While Apple has refined many elements of the way iOS looks over the years, on the whole, the core ideas remain. Apple’s app icons are still pretty flat. Apps still have a lot of white space and even some translucency, like in Safari and Messages. “Over the years, the design language did mature, and the novel elements of iOS 7 became foundational parts of all Apple design today: blurs, translucency, vibrancy, interactivity, animation, depth,” Trivedi says. 

We shouldn’t forget that iOS 7 also introduced new features that have since become iOS staples. The new-at-the-time Control Center felt revolutionary when it was added — finally, an easy way to turn on airplane mode! — and while it was something of a jumbled mess at first, it got a big redesign with iOS 10 and another with iOS 11 that turned it into the very handy panel you might recognize today. iOS 7 added AirDrop, which has become an incredibly useful way to share things between Apple devices. The iOS 7 Camera app let you switch between things like the photo, square photo, panorama, and video modes with a swipe, which you can still easily do with the app.
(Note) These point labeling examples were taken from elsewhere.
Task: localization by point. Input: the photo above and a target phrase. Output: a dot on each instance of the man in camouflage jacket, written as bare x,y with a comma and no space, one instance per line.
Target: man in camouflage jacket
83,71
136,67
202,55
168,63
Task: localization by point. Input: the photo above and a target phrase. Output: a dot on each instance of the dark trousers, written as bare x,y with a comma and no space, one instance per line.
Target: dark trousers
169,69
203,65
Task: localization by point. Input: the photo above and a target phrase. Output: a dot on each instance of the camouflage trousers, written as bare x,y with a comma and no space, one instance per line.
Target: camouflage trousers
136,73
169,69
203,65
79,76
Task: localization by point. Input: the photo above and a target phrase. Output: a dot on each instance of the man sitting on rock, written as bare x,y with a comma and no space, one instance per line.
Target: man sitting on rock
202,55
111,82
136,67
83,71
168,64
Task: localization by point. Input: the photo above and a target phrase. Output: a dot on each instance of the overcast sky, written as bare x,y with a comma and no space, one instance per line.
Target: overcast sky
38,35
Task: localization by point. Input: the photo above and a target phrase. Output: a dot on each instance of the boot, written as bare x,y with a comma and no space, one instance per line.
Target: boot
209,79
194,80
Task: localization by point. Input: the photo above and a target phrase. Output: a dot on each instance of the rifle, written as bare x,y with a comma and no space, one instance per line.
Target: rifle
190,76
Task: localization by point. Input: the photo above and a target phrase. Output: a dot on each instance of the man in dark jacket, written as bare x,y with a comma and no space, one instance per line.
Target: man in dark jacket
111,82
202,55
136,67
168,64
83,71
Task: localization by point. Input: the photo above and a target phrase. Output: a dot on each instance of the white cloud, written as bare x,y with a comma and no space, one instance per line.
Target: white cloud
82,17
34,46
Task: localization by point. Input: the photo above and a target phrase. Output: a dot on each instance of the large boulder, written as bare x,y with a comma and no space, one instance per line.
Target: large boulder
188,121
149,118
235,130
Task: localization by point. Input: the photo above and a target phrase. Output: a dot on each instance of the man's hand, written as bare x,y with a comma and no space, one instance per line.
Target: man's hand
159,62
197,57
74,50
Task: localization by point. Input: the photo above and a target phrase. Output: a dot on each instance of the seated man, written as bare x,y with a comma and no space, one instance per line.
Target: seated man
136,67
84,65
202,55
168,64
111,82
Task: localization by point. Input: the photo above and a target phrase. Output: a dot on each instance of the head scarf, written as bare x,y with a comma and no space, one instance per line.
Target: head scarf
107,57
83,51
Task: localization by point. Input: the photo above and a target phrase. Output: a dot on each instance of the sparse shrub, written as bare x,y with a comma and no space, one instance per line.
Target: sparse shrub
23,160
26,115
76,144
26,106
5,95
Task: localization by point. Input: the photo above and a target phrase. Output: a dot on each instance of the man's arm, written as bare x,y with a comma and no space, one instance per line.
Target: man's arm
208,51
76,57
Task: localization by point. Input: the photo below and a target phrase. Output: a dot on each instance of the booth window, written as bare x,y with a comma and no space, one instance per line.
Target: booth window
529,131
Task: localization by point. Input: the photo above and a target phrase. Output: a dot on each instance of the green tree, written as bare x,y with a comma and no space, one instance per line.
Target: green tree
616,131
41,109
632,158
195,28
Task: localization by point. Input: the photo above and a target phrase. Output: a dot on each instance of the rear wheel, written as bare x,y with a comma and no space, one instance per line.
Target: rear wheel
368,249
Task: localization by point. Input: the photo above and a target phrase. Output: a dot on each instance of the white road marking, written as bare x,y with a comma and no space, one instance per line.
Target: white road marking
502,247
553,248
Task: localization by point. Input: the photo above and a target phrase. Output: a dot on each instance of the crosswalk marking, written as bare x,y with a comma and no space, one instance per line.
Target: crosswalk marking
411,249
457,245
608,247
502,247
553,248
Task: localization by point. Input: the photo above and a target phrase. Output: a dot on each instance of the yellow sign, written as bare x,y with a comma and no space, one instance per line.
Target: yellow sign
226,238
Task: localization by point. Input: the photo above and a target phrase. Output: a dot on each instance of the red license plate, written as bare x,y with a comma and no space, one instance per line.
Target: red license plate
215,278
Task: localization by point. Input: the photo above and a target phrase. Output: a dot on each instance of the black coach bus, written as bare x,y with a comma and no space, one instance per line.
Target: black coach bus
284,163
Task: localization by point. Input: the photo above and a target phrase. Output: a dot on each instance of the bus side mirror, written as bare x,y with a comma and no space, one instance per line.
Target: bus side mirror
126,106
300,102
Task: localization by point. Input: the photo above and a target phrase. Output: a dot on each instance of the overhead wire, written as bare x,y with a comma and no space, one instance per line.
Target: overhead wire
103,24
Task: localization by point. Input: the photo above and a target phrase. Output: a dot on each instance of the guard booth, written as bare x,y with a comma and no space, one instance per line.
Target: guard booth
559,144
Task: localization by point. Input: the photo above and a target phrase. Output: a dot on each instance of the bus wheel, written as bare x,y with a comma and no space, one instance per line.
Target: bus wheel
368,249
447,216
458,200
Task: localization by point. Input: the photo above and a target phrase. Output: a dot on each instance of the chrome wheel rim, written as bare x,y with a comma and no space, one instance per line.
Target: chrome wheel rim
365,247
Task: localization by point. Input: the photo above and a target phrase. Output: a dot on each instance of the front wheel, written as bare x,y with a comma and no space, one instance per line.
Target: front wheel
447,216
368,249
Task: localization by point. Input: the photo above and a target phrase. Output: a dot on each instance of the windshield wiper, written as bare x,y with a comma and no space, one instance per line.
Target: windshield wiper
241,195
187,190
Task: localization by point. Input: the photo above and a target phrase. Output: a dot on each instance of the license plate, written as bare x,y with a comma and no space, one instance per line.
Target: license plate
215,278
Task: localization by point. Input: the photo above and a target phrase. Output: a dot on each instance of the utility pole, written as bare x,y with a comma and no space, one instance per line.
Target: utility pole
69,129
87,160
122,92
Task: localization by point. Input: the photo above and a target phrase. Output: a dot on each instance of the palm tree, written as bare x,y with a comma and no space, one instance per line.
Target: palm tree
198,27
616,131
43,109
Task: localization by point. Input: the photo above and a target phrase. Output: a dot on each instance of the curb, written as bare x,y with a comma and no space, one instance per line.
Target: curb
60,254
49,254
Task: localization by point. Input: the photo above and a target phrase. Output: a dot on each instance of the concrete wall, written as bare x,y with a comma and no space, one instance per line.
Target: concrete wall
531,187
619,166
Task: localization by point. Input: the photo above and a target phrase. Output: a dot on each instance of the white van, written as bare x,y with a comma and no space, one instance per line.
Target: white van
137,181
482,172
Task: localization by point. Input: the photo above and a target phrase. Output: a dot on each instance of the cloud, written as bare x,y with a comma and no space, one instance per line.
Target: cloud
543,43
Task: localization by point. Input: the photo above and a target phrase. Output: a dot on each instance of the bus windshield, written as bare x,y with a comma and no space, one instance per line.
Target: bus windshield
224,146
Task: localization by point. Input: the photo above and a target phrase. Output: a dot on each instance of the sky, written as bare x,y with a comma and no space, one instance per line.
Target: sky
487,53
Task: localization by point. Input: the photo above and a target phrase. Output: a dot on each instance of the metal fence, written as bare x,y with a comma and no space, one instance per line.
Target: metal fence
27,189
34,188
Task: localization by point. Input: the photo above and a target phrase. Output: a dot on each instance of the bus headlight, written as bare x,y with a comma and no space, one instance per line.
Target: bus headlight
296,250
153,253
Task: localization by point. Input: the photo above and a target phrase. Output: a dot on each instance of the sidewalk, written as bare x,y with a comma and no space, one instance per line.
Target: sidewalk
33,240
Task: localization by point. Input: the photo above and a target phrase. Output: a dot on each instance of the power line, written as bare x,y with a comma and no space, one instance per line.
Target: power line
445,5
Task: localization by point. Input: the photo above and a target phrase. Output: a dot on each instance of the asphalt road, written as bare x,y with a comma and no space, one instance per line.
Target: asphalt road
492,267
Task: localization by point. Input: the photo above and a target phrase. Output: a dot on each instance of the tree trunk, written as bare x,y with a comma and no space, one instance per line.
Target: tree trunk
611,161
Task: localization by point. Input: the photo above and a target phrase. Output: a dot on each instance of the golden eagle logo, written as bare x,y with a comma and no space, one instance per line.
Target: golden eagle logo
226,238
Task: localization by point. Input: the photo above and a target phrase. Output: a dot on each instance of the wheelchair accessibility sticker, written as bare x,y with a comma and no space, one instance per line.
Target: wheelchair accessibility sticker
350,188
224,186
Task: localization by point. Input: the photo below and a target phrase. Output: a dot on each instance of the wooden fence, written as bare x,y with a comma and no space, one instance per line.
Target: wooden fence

After all this time, though, people are getting itchy; way more people use the OS now than in 2013, and there’s a growing desire for change and personalization. That might be why we’ve seen people jump through hoops to customize their iPhones and why Apple gave users some design control with iOS 16’s awesome lock screen tools. And even though Apple itself still largely avoids skeuomorphism, we’ve recently started to see some app designers — like at The Browser Company — having some fun with it again.

Apple has perhaps played it too safe as of late with iOS’s design. “After a decade, today, I still can’t believe that the iOS 7 design style is still present in the new iOS versions,” Enid Hadaj, an indie iOS developer, tells The Verge. “Sometimes I can’t tell the difference between them because they look very similar.” But for the most part, iOS just works, so Apple probably doesn’t need to rock the boat. 

To conclude his introduction video, Ive said something that sounded like typical inspirational Apple: “Together, we see iOS 7 as defining an important new direction. And in many ways, a beginning.” Ten years on, it turns out that he was right.